REGGIO – Il convegno su Francesco Durante

È in corso, a Reggio, nella Sala Perri di Palazzo Alvaro, il convegno internazionale di Studi su Francesco Durante.

L’evento, in programma anche per domani, è stato organizzato dal Conservatorio di Musica “Francesco Cilea”.

Intervengono Nicoletta Paraschivescu, Alberto Mammarella, Peter Van Tour, Jean Duron, BiancamariaBrumana, Giovanni Polin, Paola De Simone, Galliano Ciliberti, Angela Fiore, Teresa M. Gialdroni, Giorgio Sanguinetti, Simone Ciolfi e Ottaviano Tenerani, oltre ai docenti interni Nicolò Maccavino, Gaetano Pitarresi e Antonio Dell’Olio. (rrc)

REGGIO – Il Cis ricorda il poeta reggino Franco Saccà

Questo pomeriggio, a Reggio, alle 16.45, alla Biblioteca Comunale “Pietro De Nava”, il Cis della Calabria ricorda il poeta reggino Franco Saccà.

L’evento rientra nell’ambito del ciclo di incontri Miti e suggestioni nelle voci del Sud …del mondo, Sez. A. Piromalli.

La relatrice, prof.ssa Maria Florinda Minniti, docente di Italiano e Latino al Liceo Scientifico “L. Da Vinci” di Reggio Calabria e componente del Comitato Scientifico del Cis, farà una approfondita analisi di due volumi del poeta Saccà Incontro nel sole (1950), prefazione di Guglielmo Calarco, Ed. Siclari e Sotto le stelle (1942), Ed. Morello.

La lettura di brani scelti sarà a cura della dott.ssa Cecilia Saccà. L’incontro sarà coordinato da Loreley Rosita Borruto, presidente del Cis della Calabria.

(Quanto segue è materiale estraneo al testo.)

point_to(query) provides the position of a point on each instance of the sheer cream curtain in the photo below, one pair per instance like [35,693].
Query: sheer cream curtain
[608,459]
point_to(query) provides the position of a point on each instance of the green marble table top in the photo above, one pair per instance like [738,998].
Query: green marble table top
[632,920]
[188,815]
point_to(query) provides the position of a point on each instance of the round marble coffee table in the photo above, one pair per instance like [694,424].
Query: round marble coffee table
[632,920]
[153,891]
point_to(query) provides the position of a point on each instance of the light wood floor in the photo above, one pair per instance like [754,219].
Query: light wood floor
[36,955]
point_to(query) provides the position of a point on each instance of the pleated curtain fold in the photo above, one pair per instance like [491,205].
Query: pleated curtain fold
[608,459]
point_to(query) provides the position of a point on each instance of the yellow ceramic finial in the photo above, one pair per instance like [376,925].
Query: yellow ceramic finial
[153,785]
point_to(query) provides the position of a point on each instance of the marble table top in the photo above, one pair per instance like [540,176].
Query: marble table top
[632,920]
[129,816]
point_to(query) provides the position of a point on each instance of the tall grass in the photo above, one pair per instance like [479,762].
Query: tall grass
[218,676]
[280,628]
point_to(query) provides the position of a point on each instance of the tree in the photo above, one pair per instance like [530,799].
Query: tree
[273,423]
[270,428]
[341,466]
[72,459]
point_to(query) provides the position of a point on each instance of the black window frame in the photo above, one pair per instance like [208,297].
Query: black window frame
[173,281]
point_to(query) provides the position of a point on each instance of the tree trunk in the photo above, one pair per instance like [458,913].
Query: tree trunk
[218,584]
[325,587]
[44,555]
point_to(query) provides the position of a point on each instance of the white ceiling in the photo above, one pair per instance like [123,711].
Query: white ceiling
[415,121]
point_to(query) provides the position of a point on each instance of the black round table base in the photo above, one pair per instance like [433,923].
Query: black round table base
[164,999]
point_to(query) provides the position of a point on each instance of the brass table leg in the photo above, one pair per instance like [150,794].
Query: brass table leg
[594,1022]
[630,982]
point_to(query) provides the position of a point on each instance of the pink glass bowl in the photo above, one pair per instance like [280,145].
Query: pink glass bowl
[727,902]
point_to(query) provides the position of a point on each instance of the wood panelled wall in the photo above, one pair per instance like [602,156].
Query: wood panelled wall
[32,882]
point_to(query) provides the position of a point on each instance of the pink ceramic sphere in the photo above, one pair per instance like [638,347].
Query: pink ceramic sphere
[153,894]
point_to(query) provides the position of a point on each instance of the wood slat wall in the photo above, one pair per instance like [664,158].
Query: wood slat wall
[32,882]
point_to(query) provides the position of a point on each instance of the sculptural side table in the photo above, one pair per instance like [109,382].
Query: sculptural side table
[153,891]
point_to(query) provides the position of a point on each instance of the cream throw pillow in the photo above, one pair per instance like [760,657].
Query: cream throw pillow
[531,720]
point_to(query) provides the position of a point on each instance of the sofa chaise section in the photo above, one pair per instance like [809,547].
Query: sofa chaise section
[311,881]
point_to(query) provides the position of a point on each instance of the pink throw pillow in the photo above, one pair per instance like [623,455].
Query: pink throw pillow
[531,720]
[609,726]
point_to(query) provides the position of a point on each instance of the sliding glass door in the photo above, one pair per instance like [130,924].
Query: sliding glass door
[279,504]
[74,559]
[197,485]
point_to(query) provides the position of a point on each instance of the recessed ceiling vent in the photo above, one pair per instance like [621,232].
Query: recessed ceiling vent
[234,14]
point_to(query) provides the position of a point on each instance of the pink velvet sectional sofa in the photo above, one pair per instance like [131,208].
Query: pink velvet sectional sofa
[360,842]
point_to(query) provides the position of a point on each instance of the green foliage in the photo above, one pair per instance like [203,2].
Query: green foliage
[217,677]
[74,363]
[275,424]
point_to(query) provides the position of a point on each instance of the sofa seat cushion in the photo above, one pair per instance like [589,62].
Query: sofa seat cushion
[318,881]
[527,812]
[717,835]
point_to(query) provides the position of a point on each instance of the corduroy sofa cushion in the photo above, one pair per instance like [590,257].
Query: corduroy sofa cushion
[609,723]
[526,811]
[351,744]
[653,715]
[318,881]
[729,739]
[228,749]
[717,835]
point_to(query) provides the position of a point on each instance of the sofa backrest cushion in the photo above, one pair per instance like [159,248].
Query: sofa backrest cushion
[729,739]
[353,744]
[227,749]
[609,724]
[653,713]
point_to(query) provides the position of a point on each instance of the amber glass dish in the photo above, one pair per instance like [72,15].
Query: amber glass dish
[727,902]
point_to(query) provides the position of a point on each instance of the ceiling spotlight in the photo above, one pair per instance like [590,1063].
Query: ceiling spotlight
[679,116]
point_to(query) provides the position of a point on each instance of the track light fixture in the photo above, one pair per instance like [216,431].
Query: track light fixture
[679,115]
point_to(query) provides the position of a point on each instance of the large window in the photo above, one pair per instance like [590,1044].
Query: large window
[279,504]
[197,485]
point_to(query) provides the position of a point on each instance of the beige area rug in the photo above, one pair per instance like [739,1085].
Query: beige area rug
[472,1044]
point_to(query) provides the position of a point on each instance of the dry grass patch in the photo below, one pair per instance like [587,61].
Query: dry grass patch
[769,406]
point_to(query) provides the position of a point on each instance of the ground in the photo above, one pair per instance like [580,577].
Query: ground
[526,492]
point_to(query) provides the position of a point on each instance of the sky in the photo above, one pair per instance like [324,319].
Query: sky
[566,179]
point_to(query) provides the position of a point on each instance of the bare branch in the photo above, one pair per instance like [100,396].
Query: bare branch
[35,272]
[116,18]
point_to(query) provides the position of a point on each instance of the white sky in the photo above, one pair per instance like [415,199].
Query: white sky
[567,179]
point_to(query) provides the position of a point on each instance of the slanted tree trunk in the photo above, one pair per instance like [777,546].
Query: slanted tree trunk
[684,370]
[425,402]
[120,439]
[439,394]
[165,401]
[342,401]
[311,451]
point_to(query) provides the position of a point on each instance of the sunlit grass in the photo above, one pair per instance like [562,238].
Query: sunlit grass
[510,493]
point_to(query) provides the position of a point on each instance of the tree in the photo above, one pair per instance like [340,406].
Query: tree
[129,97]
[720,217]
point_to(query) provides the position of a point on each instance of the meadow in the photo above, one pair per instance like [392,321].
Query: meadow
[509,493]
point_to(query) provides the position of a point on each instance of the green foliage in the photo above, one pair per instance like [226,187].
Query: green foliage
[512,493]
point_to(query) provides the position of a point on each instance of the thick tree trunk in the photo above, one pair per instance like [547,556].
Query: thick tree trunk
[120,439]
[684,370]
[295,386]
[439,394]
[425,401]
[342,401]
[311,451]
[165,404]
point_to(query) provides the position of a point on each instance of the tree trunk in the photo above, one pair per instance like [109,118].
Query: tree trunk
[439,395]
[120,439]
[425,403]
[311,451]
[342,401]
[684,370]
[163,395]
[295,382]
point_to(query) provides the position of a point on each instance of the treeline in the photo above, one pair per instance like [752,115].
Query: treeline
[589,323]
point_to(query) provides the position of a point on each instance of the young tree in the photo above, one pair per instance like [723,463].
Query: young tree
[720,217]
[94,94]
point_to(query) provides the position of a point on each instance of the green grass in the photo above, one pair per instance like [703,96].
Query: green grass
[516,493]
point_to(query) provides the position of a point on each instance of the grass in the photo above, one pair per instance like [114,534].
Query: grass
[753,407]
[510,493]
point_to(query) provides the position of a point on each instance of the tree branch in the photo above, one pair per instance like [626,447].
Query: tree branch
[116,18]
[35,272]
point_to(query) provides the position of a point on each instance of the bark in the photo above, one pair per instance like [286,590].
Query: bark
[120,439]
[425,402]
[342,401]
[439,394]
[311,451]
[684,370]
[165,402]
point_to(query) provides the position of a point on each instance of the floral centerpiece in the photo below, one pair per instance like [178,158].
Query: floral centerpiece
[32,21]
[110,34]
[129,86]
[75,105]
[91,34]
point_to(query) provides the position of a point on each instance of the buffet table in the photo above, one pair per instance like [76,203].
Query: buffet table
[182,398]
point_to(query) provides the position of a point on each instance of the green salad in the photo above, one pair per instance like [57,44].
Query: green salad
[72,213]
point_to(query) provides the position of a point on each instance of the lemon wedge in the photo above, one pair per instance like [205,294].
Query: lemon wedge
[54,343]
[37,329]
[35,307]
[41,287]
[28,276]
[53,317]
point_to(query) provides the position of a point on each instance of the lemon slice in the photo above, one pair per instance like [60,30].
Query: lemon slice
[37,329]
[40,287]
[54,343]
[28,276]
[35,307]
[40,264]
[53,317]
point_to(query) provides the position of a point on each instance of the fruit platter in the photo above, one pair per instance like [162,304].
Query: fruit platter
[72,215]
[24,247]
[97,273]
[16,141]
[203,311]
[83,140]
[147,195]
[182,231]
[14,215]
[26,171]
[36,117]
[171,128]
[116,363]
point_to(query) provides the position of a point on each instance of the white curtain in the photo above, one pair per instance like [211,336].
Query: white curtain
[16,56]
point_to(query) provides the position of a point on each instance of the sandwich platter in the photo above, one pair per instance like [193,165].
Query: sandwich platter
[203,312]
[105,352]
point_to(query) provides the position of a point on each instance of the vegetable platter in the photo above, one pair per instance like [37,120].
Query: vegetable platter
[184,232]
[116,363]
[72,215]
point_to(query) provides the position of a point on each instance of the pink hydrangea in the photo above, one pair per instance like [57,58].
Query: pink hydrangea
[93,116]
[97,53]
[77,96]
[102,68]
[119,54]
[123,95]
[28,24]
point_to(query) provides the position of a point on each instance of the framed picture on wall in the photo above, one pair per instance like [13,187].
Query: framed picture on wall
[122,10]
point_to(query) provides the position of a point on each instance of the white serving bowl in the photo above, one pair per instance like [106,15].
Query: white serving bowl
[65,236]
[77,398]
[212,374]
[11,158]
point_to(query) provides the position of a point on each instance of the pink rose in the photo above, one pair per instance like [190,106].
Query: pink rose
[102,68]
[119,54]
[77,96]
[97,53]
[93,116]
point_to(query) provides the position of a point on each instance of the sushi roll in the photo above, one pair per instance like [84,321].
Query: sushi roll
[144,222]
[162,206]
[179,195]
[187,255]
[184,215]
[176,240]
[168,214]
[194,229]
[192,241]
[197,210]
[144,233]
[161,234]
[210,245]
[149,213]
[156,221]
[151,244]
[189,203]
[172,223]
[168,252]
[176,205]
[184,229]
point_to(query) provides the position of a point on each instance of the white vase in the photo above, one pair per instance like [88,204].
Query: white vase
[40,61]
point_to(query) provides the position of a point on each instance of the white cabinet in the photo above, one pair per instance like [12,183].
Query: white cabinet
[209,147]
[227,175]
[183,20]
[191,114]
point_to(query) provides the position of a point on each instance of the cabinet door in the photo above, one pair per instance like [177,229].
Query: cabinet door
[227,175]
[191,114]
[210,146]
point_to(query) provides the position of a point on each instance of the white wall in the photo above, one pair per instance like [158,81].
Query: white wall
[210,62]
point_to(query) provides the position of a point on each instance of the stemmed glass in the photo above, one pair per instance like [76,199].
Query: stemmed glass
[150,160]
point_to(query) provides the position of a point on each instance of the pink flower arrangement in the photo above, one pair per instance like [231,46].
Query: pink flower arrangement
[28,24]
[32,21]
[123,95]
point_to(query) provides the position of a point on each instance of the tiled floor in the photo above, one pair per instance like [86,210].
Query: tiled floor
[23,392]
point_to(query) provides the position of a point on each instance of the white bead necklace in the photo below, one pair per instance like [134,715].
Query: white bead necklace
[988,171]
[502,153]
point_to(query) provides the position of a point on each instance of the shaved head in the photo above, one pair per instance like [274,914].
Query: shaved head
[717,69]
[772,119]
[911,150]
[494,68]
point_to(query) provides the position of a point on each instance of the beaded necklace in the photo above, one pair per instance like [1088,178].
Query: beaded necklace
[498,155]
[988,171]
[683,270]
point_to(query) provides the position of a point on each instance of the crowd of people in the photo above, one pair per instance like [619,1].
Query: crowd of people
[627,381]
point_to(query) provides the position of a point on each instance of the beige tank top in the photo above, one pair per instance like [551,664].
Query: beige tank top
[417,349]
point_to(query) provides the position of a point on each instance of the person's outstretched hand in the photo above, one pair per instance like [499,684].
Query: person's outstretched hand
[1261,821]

Franco Saccà di S. Pantaleo di Reggio Calabria (1911 – 1974) è stato un autore prolifico. Tra le sue numerose pubblicazioni ricordiamo: “La strada dell’illusione, 1933; “Il sentiero degli oleandri”, 1940; “Sotto le stelle”, 1951; “Il vecchio battello”, 1968; “Poeti calabresi”, 1956. Per la sua attività antifascista il poeta venne arrestato e rinchiuso nel “sesto braccio” di Regina Coeli. (rrc)

REGGIO – Per i più piccoli al Museo Diocesano “Sulle orme di Maria”

Fino al 24 novembre, i Servizi Educativi del Museo Diocesano di Reggio Calabria propone, per i più piccoli della Scuola Primaria, l’iniziativa Sulle orme di Maria, in concomitanza alla presenza del dipinto cinquecentesco della Madonna della Consolazione nella Cattedrale dell’Assunta di Reggio Calabria.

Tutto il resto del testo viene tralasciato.